David W. Shaw is a Fairbanks, Alaska based writer and photographer specializing in conservation imagery, science writing, and educating others about the art of photography. He has both undergraduate and master’s degrees in wildlife biology and applies this background to create in-depth stories of the natural world.

He has written over 100 articles for publications across the world. His images and writing about science and natural history have appeared in magazines like Sierra, Living Bird, UnDark, Defenders, Ensia, Resurgence and Ecologist, Birds and Blooms, Birdwatcher’s Digest, Birdwatching, Alaska, and others. While his instructional photography articles have been published in Shutterbug, Photographic, Photo Technique, Professional Photographer, Amateur Photographer and others. Dave is also an instructor at the Digital Photography School and Expert Photography. He leads small-group, active-learning photography workshops, and natural history tours in Alaska and abroad.


Amy Gulick

Nature Photographer and Writer

September 3-5

September 6-9


THE SALMON WAY: What the iconic fish of Alaska can teach us

Amy Gulick is an award-winning nature photographer and writer, and a Fellow with the International League of Conservation Photographers. Her images and stories have been featured in Outdoor Photographer, National Wildlife, Audubon, National Geographic NewsWatch, and The New Republic.
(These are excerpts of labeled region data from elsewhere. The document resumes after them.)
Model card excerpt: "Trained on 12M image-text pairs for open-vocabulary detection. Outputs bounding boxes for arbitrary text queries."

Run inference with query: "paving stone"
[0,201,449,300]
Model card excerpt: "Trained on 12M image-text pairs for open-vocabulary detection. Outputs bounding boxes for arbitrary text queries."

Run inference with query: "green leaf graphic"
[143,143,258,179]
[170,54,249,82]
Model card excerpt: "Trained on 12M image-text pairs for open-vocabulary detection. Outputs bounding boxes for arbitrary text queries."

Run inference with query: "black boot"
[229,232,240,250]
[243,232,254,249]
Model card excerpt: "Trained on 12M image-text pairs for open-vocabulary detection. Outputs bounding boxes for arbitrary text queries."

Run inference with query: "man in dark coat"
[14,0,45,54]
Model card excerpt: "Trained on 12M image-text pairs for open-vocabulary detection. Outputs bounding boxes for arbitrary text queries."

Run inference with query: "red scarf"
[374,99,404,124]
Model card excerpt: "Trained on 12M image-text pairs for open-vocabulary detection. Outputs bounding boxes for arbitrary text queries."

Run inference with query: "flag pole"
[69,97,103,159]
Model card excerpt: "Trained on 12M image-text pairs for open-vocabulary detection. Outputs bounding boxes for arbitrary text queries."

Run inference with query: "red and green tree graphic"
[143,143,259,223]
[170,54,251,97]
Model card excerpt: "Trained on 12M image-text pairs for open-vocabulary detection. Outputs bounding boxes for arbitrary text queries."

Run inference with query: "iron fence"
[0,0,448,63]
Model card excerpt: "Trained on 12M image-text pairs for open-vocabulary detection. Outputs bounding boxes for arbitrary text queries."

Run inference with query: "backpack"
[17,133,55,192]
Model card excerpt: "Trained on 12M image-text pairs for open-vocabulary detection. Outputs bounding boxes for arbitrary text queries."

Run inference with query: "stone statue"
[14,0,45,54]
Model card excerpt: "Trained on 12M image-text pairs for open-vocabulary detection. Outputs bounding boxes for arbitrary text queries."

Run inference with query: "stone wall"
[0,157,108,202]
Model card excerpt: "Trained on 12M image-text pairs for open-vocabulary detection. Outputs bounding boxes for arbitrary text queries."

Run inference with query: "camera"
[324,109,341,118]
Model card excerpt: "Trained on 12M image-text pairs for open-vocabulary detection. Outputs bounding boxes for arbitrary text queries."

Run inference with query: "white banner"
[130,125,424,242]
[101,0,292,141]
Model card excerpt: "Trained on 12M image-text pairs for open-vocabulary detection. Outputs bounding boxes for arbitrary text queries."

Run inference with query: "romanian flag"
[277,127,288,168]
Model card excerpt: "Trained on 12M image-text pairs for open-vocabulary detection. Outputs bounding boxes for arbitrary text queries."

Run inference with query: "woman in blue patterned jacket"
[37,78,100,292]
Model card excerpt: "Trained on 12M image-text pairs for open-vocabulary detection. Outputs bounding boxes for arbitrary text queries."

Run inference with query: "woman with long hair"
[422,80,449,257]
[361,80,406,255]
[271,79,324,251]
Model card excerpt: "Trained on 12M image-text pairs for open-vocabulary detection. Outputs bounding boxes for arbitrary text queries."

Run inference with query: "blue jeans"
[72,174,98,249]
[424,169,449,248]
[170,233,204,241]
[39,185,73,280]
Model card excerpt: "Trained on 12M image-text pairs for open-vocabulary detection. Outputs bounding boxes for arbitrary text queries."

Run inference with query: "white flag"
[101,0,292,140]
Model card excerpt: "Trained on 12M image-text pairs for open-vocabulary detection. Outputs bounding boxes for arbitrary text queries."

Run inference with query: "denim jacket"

Her most recent book, The Salmon Way: An Alaska State of Mind, celebrates the relationships among salmon and people in Alaska, and is the winner of both a Nautilus and Independent Publisher Book Award, an INDIES Book of the Year Award, and has been named a Best Indie Book by Kirkus Reviews. Her book, Salmon in the Trees: Life in Alaska’s Tongass Rain Forest, is the recipient of both a Nautilus and Independent Publisher Book Award. Her work in Alaska has received numerous honors including the Daniel Housberg Wilderness Image Award from the Alaska Conservation Foundation and the Voice of the Wild Award from the Alaska Wilderness League.